‘El oro blanco’, de Edmund de Waal
Por Ricardo Martínez Llorca
El oro blanco
Edmund de Waal
Traducción de Ramón Buenaventura
Seix Barral
Barcelona, 2016
523 páginas
La pasión es una tela de araña que recorre nuestro sistema nervioso. En una mirada tierna y una sensación dorada por el sol de última hora de la tarde. La pasión puede contener una cascada de adrenalina o el sueño de una siesta de verano. No importa la música con que vibre esa tela de araña cada vez que nos ponemos en marcha, lo que importa es que esa música sea la nuestra, sea esa en la que nos sentimos vivos que es ligereza, pero también euforia. Tampoco el volumen influye, ni el hecho de que sea mejor o peor vista por la maldición de la conciencia social. La pasión no se entiende, se protagoniza.
De eso trata este hermoso libro, El oro blanco, en el que Edmund de Waal repite en buena medida la fórmula que ya empleó en La liebre con ojos de ámbar. Aquí está lo mejor de sí mismo, su alma. Pero el alma no son los veintiún gramos ni el amor verdadero. El alma no son los ojos o la droga que entra por los ojos. De Waal pone toda su alma en las manos. Esa forma que él entiende que debe tomar la verdadera vida, que a fuerza lo mejor es que sea lírica, se traduce en las manos como frontera de contacto con lo bueno que ofrece el planeta. El hecho de que en esta ocasión su oficio como artesano le lleve a la porcelana, sobre todo a las más sutiles de la porcelana, se debe a que intenta demostrar que se puede ser sublime sin interrupción, pero solo durante quinientas páginas. Tras leer este volumen biográfico, uno debe tomarse un descanso para charlar con los amigos de lo mal que atiende el ayuntamiento los parques públicos. Porque durante su lectura, lo que hemos hecho ha sido compartir con él su modo de felicidad, del que nos quedara que debemos confiarla a la mirada, no al objeto que tenemos enfrente.
En cierta medida, de Waal elige la vida de ermitaño. Es una persona dispuesta a aprender siempre, y para eso conviene mantener cierta distancia, manejar la perspectiva global. En los pasajes en que habla de su infancia, o sobre los inicios de su carrera profesional es donde mejor comprendemos con quién vamos a relacionarnos durante unas horas. La relación será agradable, incluso durante el viaje a China con el que comienza el libro.

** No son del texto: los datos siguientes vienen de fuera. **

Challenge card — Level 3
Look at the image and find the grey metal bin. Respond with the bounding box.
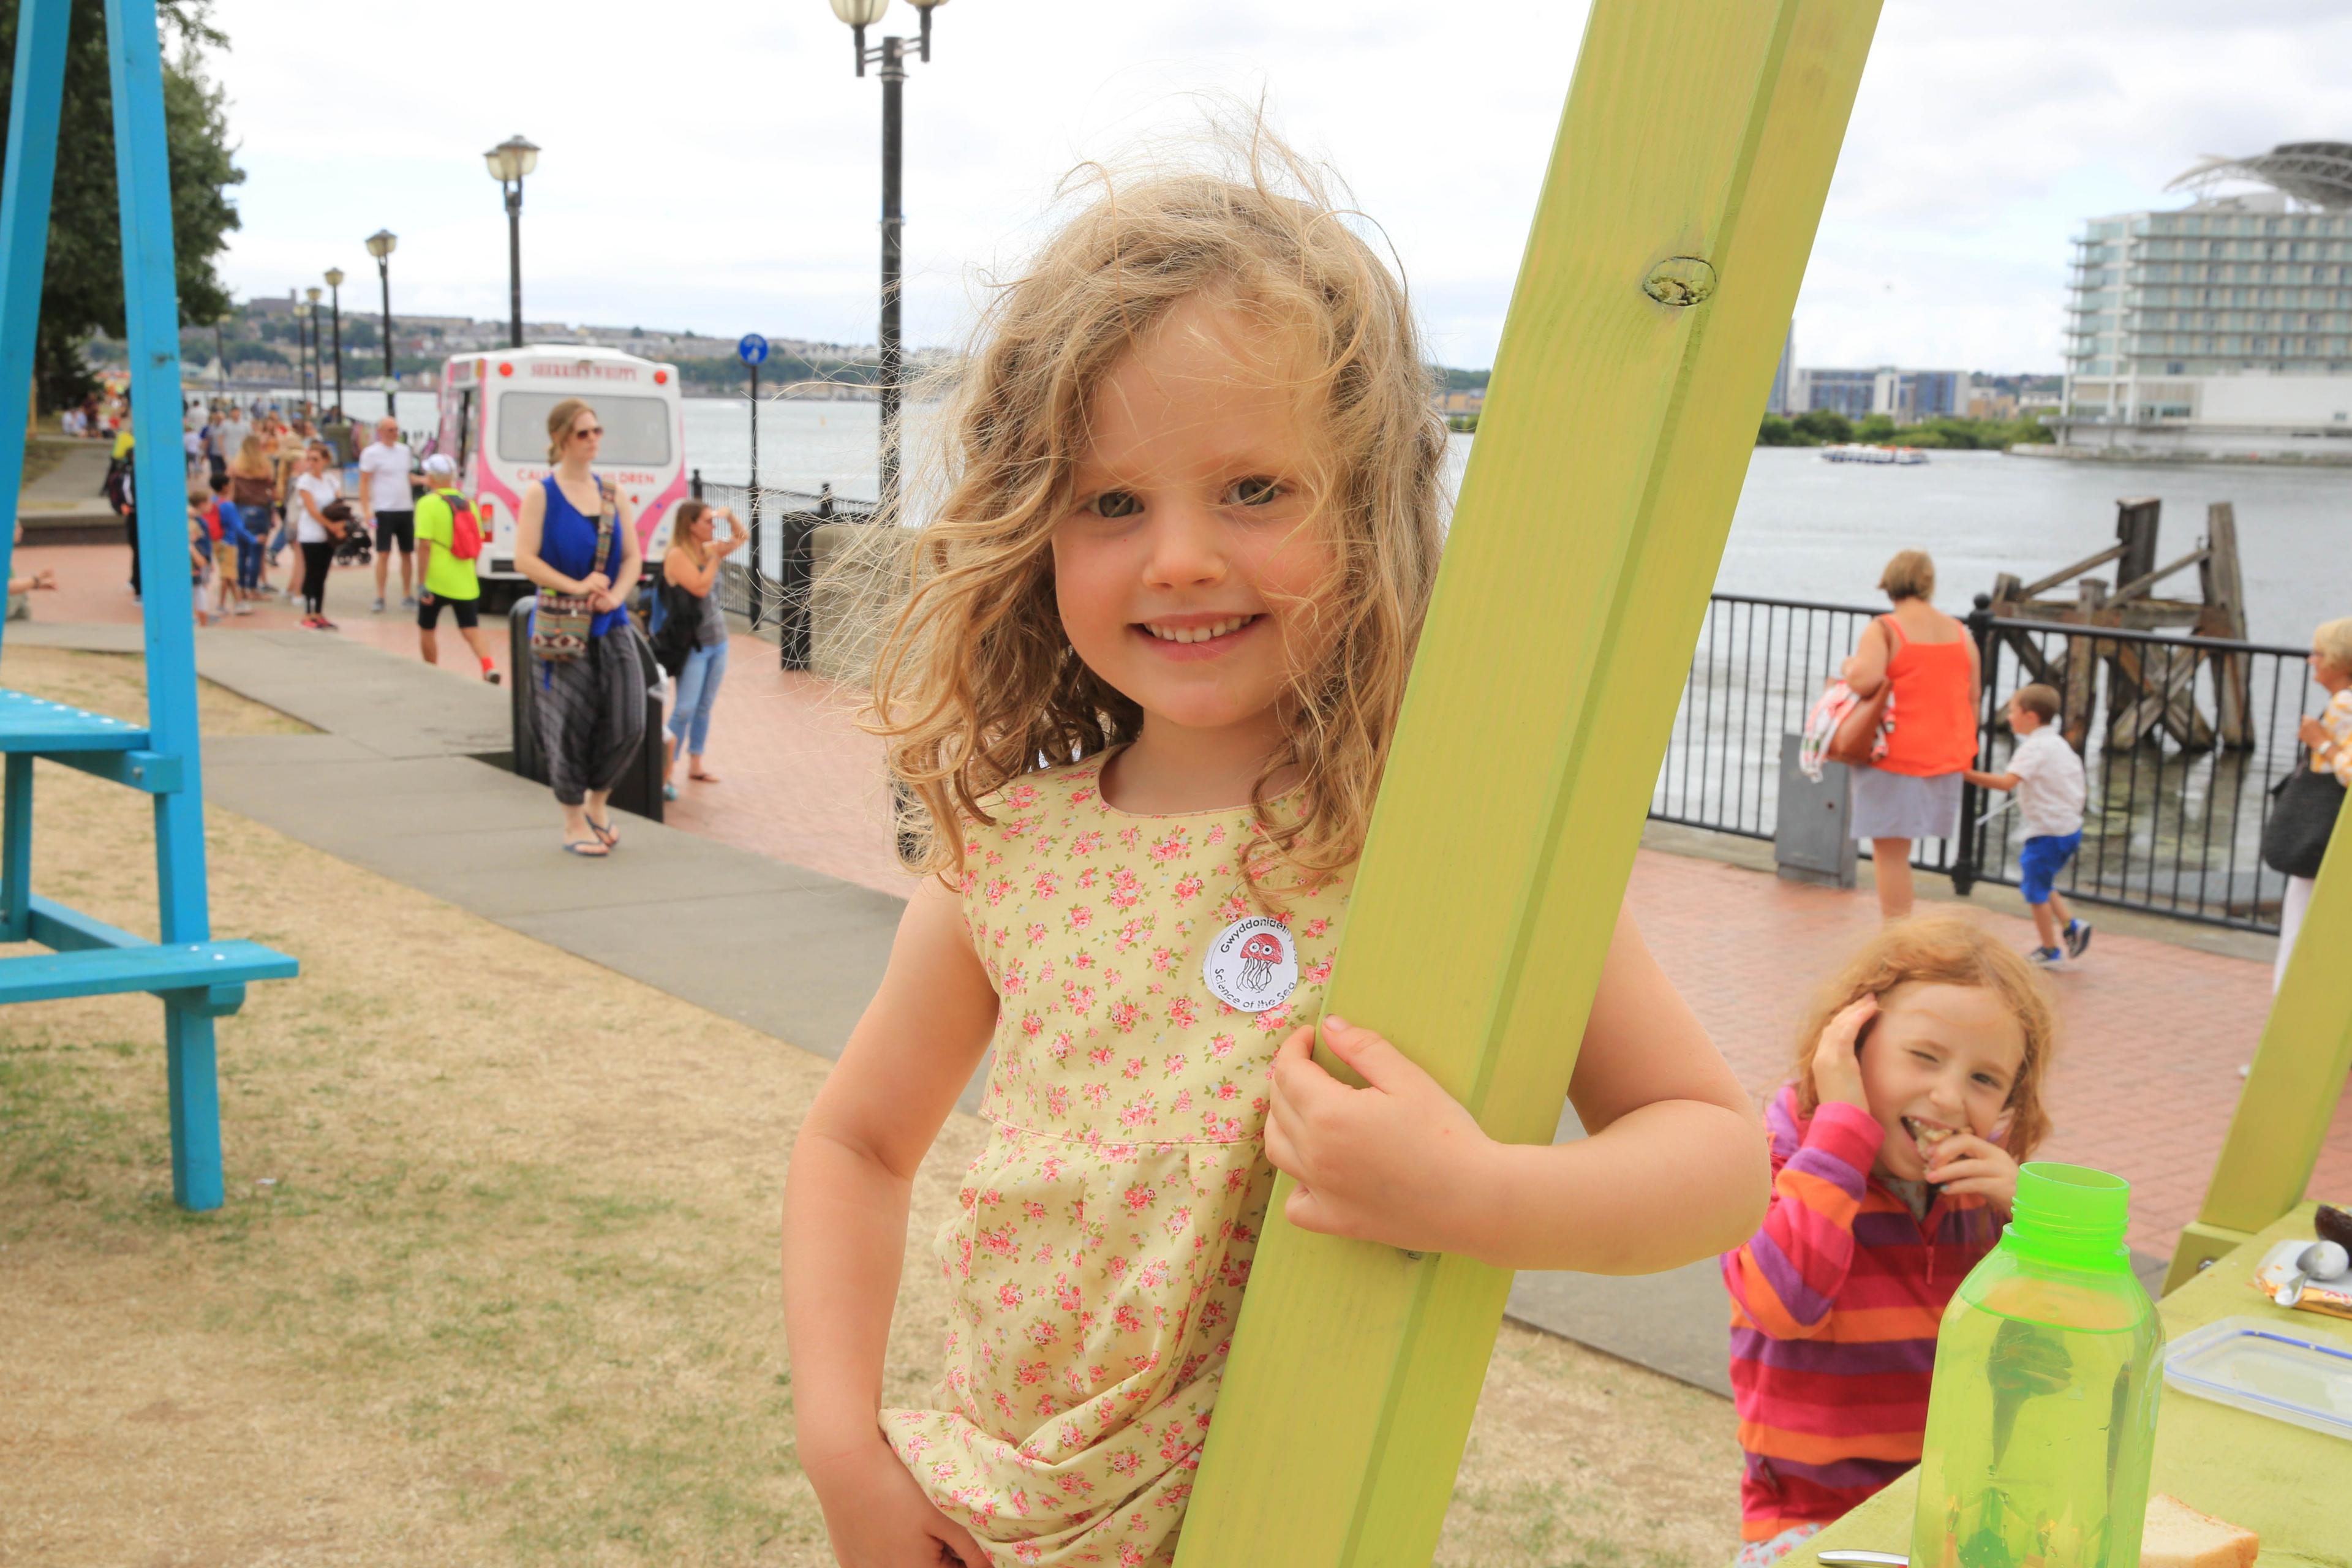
[1774,731,1856,888]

A la búsqueda de los lugares donde se crearon las primeras porcelanas. Allí se refiere a la exquisitez de la oligarquía, a la que da carta blanca solo por el mérito de la finísima porcelana; apenas menciona otra cosa del país, pero cuando lo hace se refiere a la explotación laboral y a la pobreza, en frases escuetas que son un disparo en un concierto. Aquí ya sabemos que él busca lo blanco, la pureza a la que más adelante se referirá, incluso citando a Moby Dick, y no lo ornamental. Libre de follaje, vemos la pureza de la pradera. Intrigado, indaga en la relación entre Europa y China, una historia que resume pero centrándose en su carácter sentimental, filosófico, religioso; en el intercambio en el que los jesuitas tuvieron tanto que ver, y que además de la porcelana supuso descubrimientos en las artes y en las matemáticas.
De estas reflexiones extrae que lo que debe valorarse al encontrarnos frente a una porcelana, es la recreación que podemos hacer del proceso de fabricación. Porque ahí es donde nos identificaremos con el estado de ánimo del artesano. Mientras tanto, no deja de viajar dentro de varias bibliotecas, hasta que se desplaza a Versalles más rococó, al momento en que la historia de la porcelana cambia su núcleo a Europa para no hacer otra mejora que no sea la de engordar. Sus viajes le seguirán llevando a Dresde, a Sajonia, a la Inglaterra más victoriana, y de nuevo a China, donde ya sí narra el presente, la decadencia social. Así, cuando retorna a su taller retorna a lo blanco porque es su forma de estar en la tierra con una pasión sin rencores ni deseos salvajes, porque al no manejar otro color que no sea el blanco para hacer sus figuras, es como si estuviera siempre empezando, aprendiendo de nuevo. Y ese sonido, el del aprendizaje, es el factor común a cualquier forma de pasión.